Doações de múltiplos órgãos salvaram seis vidas na Paraíba

Para fazer uma doação, é preciso confirmar a morte encefálica, que é feita por meio de dois exames clínicos e um exame de imagem.

A Central Estadual de Transplantes registrou duas doações de múltiplos órgãos somente na quinta-feira (02), e seis vidas foram modificadas através do gesto. 

A primeira retirada ocorreu à noite, no Hospital de Trauma em Campina Grande. O doador era um menino de 21 anos cuja causa da morte foi traumatismo craniano grave.

Para fazer uma doação, é preciso confirmar a morte encefálica, que é feita por meio de dois exames clínicos e um exame de imagem, em intervalos de tempo diferentes. Além do protocolo de morte encefálica fechado, também é preciso a autorização da família.

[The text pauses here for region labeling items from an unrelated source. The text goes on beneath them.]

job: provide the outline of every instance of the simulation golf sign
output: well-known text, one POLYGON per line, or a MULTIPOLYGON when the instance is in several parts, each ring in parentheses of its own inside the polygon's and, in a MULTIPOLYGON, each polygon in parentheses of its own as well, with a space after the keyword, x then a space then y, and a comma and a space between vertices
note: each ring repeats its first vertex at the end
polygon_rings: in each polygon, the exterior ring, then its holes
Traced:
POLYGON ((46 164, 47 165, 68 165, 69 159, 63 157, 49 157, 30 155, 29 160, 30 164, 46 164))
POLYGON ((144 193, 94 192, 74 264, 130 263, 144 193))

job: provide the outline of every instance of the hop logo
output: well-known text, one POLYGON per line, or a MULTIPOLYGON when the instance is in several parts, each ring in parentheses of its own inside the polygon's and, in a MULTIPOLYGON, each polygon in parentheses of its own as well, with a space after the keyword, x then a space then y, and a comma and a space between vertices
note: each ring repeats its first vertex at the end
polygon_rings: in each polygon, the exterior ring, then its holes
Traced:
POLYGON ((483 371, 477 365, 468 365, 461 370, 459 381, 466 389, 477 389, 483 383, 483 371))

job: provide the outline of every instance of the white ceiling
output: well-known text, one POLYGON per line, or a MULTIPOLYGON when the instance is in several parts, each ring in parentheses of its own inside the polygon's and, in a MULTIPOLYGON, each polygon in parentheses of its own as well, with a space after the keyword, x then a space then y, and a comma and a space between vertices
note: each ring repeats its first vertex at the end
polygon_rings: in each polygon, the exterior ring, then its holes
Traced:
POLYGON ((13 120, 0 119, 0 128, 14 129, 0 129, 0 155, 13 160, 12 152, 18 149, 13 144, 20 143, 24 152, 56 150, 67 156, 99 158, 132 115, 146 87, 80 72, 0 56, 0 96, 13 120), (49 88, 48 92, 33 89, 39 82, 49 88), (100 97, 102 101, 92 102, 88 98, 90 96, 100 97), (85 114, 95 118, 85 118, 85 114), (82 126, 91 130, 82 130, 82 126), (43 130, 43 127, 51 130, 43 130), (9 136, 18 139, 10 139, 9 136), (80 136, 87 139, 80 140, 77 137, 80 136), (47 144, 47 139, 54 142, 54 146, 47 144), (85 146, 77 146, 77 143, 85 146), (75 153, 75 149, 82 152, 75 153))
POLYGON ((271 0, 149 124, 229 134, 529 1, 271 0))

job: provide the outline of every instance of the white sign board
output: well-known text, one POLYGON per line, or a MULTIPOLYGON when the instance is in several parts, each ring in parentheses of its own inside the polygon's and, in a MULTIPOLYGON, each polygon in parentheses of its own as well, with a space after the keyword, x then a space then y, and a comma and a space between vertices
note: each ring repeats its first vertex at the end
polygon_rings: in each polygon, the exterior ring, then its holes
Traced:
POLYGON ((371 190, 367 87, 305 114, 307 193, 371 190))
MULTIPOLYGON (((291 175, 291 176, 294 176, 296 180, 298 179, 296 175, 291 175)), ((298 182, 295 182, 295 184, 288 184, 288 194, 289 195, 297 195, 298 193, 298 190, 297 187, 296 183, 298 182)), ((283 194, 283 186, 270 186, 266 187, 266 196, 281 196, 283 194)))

Com o consentimento dos familiares, foram doados fígado, rins e córneas. Os órgãos foram encaminhados para dois estados diferentes.

O fígado foi destinado a um adolescente de 16 anos do estado de Alagoas. E os rins, foram para duas mulheres, de 42 e 46 anos, do estado de São Paulo.

A segunda doação do cadastro central ocorreu no Hospital de Trauma de João Pessoa. O doador também era do sexo masculino, 47 anos este ano, e morreu devido a um trauma na cabeça. A família autorizou a doação de múltiplos órgãos, salvando a vida de três pessoas.

O fígado foi recebido por um paraibano de 27 anos. O receptor do rim direito era uma paciente do sexo feminino, de 40 anos, natural do estado de São Paulo, enquanto o receptor do rim esquerdo era um paciente do sexo masculino, de 44 anos, também paulista. 

Em ambos os casos, as córneas também foram doadas, e encaminhadas para o Banco de Olhos.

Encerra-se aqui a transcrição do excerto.